Tianeptine and the Monoamine Hypothesis of Depression
The discovery and characterization of Tianeptine has largely undermined the monoamine theory of depression. It was originally thought that central depletion of the monoaminergic neurotransmitters (serotonin, norepinephrine and dopamine) caused depression. This was the rational for the development of selective serotonin reuptake inhibitors (SSRIs), which would globally increase serotonin in the brain and thereby alleviate depression.
Tianeptine actually has an opposite effect on serotonin signaling. Namely, Tianeptine is a serotonin reuptake enhancer, meaning that it promotes the clearance of serotonin from the synapse (whereas SSRIs inhibit the clearance of serotonin). That Tianeptine both has antidepressant properties while also decreasing serotonergic tone has forced the recognition that many prevailing theories of depression are reductionistic and unlike the brain, not very nuanced.
It is now appreciated that depression is a disorder of impaired neuroplasticity, cellular resilience, and dysfunctional neural circuits. Depression also has a neurodegenerative aspect, since hippocompal atrophy is linked to the duration and severity of depressive episodes.
Tianeptine’s MOA (mechanism of action)
Tianeptine’s mechanism of action remains poorly understood despite decades of research. Most of the studies on Tianeptine are observational, i.e., Tianeptine treatment results in beneficial effects in animal models and in vitro, without the identification of a definitive cellular mechanism underlying these effects.
What is known is that Tianeptine prevents stress-induced neuronal remodeling and hippocampal atrophy. For example, one study which looked at the effect of chronic immobilization stress in rodents found that Tianeptine administration was sufficient to prevent stress-induced patterns in dendritic remodeling. (Dendrites are the short, branched extensions of nerve cells.)
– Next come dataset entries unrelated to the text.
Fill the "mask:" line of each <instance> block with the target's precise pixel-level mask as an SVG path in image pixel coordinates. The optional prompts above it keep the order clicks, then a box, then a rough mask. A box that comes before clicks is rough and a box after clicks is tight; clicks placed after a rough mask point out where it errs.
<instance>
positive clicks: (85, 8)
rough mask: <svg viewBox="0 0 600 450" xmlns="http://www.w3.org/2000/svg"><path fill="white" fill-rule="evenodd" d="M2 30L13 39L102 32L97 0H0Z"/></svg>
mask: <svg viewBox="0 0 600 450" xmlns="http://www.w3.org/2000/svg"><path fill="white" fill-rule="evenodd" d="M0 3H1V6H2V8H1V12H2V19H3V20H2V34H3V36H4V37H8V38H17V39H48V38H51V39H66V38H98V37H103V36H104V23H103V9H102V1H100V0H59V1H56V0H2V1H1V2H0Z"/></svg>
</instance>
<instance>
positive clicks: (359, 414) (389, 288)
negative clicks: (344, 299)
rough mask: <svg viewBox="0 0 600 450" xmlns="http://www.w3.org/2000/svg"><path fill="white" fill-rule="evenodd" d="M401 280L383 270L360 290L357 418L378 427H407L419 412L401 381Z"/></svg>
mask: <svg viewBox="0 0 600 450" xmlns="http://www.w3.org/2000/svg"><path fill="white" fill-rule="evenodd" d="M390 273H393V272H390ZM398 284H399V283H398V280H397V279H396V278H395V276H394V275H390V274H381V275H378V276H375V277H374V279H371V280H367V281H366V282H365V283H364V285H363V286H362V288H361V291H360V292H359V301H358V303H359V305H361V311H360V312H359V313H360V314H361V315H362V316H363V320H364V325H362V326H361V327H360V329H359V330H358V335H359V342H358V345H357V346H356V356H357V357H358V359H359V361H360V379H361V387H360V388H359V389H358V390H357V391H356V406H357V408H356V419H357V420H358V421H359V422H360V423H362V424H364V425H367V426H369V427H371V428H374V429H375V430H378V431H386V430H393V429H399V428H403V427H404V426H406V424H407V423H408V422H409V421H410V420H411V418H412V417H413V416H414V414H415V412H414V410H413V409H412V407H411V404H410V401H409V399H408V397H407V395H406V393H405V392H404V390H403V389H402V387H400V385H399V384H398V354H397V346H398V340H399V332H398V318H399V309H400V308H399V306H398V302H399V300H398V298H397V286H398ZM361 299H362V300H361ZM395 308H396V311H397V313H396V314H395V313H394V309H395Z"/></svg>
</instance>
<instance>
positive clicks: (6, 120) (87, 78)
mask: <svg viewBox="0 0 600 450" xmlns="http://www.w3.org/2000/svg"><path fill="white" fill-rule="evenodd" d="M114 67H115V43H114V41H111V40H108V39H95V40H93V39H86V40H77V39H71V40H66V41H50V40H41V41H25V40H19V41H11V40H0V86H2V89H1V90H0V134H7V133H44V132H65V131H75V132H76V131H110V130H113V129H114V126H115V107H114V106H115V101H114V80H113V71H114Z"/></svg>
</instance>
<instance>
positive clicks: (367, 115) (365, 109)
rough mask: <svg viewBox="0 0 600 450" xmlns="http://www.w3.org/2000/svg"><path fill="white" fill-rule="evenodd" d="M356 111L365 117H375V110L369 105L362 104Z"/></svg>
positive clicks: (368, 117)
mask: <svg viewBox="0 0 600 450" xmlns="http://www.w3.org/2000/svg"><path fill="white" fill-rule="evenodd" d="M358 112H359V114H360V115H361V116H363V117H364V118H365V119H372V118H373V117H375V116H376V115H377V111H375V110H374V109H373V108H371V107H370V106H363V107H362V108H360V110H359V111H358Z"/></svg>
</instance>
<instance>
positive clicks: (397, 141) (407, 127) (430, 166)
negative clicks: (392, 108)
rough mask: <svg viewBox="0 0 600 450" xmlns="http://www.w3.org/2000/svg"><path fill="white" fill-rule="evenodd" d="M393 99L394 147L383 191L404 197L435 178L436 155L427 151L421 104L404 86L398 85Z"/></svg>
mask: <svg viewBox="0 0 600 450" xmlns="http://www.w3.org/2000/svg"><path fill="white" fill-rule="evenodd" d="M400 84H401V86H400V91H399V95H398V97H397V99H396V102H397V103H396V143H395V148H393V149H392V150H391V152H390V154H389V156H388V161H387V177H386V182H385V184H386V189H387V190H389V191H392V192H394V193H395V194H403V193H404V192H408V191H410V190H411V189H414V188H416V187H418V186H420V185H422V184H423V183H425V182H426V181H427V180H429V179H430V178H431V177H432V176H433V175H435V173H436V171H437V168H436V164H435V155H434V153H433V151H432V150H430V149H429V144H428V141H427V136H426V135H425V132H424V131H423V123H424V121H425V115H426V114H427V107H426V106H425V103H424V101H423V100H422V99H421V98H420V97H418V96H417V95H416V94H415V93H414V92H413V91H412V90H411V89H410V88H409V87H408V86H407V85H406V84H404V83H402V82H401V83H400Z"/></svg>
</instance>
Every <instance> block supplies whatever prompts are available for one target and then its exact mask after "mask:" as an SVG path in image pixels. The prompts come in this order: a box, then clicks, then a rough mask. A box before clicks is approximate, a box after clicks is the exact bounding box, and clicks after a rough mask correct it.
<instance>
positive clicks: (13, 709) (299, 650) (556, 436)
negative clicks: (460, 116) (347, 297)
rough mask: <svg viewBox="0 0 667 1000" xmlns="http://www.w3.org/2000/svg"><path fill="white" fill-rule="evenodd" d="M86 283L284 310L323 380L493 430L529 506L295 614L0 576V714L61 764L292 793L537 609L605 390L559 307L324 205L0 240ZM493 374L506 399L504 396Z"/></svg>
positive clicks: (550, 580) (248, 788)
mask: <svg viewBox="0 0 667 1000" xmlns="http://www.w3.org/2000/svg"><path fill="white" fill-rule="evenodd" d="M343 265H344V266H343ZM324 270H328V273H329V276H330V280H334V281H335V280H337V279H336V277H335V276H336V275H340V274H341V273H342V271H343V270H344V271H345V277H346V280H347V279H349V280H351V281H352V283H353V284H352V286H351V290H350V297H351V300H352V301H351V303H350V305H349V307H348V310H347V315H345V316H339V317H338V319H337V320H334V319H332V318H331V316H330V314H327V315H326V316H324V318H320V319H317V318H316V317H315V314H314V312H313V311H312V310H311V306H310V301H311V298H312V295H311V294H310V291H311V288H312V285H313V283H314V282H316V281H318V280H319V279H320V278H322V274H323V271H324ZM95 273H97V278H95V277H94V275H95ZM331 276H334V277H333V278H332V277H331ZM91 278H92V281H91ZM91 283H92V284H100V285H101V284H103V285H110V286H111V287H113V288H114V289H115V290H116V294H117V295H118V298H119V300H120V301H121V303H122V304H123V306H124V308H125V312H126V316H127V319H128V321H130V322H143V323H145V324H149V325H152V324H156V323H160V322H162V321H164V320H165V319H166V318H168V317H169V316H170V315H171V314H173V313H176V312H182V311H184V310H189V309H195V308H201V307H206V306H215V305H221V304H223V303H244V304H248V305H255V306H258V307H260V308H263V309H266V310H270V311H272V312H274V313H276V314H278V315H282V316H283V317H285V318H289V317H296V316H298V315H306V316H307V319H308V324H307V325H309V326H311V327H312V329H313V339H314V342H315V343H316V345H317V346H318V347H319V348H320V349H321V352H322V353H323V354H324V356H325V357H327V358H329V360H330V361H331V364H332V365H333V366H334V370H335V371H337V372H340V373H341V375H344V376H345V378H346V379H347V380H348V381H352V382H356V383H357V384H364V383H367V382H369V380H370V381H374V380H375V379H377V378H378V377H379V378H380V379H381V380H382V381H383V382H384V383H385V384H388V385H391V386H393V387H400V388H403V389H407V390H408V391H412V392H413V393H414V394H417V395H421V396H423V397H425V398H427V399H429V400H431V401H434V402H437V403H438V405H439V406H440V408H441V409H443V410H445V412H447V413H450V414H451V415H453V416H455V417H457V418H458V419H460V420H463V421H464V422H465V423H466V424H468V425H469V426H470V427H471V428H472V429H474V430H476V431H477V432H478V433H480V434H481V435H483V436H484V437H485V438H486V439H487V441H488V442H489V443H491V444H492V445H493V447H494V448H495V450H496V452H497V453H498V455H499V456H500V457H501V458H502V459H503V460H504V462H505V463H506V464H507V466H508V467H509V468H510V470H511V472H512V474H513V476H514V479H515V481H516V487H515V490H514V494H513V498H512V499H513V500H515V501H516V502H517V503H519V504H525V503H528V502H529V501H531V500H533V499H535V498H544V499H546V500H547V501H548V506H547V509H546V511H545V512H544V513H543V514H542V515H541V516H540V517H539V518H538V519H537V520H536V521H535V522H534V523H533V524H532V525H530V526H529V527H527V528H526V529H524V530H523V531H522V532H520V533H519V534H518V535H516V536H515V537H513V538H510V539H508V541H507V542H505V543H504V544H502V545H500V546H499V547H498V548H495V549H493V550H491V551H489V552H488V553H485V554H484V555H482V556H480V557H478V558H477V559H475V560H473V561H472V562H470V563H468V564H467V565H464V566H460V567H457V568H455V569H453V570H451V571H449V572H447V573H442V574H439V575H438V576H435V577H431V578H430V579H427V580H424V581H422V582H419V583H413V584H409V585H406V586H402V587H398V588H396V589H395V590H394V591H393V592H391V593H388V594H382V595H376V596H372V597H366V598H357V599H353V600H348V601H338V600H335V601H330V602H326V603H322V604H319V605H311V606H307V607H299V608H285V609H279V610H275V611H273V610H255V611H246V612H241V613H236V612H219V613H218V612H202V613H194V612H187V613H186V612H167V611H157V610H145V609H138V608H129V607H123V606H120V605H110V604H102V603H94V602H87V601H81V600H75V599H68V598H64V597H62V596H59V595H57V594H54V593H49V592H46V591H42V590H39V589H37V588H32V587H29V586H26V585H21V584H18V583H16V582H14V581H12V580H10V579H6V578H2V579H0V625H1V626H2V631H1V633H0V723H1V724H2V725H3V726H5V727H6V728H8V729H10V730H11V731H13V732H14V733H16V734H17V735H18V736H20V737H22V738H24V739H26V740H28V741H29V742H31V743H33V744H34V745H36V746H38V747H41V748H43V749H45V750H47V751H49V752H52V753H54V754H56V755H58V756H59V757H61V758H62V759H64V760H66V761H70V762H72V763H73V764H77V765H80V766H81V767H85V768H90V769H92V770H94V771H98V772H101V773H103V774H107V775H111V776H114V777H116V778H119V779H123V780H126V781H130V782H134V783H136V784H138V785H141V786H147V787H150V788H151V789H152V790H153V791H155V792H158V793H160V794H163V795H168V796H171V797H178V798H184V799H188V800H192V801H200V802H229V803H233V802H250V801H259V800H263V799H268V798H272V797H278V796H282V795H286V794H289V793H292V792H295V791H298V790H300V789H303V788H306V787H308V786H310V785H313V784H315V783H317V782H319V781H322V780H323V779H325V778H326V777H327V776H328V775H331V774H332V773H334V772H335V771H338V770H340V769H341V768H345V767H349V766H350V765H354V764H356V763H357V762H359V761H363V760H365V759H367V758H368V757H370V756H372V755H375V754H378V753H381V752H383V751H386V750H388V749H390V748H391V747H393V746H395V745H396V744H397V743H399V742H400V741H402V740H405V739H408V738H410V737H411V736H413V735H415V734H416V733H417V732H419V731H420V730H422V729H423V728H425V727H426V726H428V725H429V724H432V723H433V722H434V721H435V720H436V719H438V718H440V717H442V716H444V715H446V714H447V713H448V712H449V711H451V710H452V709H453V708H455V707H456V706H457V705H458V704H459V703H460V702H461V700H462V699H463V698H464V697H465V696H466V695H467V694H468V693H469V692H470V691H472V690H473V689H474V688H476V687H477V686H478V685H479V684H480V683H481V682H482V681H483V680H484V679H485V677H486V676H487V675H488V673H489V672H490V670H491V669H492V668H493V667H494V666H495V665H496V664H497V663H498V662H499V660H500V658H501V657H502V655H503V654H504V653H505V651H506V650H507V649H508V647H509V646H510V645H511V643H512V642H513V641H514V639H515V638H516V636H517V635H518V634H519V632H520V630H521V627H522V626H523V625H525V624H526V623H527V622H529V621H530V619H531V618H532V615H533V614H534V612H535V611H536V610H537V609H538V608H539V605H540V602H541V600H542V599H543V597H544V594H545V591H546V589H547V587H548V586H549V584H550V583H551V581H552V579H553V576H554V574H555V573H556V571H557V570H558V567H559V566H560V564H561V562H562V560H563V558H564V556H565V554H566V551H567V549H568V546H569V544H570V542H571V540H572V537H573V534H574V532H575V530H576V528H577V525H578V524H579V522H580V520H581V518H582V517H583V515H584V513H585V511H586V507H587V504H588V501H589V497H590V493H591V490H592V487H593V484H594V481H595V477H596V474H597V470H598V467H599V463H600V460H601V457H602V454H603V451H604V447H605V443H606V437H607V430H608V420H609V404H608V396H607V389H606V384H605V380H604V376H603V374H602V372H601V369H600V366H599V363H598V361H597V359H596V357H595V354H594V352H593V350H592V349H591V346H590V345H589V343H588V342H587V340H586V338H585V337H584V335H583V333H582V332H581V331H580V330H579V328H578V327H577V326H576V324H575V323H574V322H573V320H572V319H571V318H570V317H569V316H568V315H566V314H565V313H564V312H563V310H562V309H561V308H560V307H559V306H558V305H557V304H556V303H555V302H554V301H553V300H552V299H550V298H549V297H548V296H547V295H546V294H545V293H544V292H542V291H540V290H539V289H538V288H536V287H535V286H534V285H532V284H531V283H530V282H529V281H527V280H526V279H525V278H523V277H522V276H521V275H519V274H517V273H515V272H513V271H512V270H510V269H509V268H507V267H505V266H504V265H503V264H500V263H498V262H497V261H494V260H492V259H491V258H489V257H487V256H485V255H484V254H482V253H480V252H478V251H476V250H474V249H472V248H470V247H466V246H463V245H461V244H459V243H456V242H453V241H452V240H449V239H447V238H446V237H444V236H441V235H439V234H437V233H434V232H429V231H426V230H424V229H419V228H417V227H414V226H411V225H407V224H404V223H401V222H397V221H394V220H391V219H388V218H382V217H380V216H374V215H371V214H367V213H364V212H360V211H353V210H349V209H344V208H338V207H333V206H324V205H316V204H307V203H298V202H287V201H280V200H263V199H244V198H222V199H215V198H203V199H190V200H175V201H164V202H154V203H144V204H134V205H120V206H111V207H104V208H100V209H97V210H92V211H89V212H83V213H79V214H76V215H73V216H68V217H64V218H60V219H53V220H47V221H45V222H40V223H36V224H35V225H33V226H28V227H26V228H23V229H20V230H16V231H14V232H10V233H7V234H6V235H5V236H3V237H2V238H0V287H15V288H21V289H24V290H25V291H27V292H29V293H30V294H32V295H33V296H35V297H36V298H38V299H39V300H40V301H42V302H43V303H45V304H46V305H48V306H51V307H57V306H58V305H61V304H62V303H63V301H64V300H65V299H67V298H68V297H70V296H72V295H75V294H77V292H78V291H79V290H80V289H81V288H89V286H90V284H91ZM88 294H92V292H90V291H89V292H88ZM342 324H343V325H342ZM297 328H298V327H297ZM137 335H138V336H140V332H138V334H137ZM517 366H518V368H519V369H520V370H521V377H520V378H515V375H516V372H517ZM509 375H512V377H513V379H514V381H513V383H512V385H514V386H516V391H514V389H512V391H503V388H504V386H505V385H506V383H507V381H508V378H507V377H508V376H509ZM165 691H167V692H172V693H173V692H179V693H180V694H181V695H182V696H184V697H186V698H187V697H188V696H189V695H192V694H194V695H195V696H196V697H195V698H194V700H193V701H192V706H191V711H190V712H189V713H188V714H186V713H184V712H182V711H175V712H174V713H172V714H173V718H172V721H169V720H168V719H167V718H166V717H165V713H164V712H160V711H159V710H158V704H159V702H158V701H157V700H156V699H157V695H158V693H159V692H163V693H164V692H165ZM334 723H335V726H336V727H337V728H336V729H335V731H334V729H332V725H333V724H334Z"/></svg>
Tianeptine was also reported to reverse the inhibitory effect of severe acute stress on long-term potentiation (LTP). This result is noteworthy because impaired LTP and glutamate neurotransmission is likely a common thread between the cognitive and affective (mood) symptoms of depression. More recently, Vouimbia et. al. reported that Tianeptine abolished stress-induced suppression of primed burst potential in the CA1 region of rat hippocampus. In addition, Tianeptine treatment under non-stress conditions enhanced primed burst potential in the hippocampus and LTP in the amygdala.
Evidence also suggests that Tianeptine increases the expression of brain-derived neurotrophic factor (BDNF) in the hippocampus and amygdala of rodents. BDNF plays a pivotal role in neuroplasticity and provides trophic support for synapses.
Tianeptine also affects the glutamate system, which has been recently implicated in the pathogenesis of depression. Tianeptine normalized stress-induced changes in the amplitude ratio of NMDA receptor to AMPA/kainate receptor-mediated currents, and facilitated signal transduction at CA3 synapses by modifying the phosphorylation state of glutamate receptors.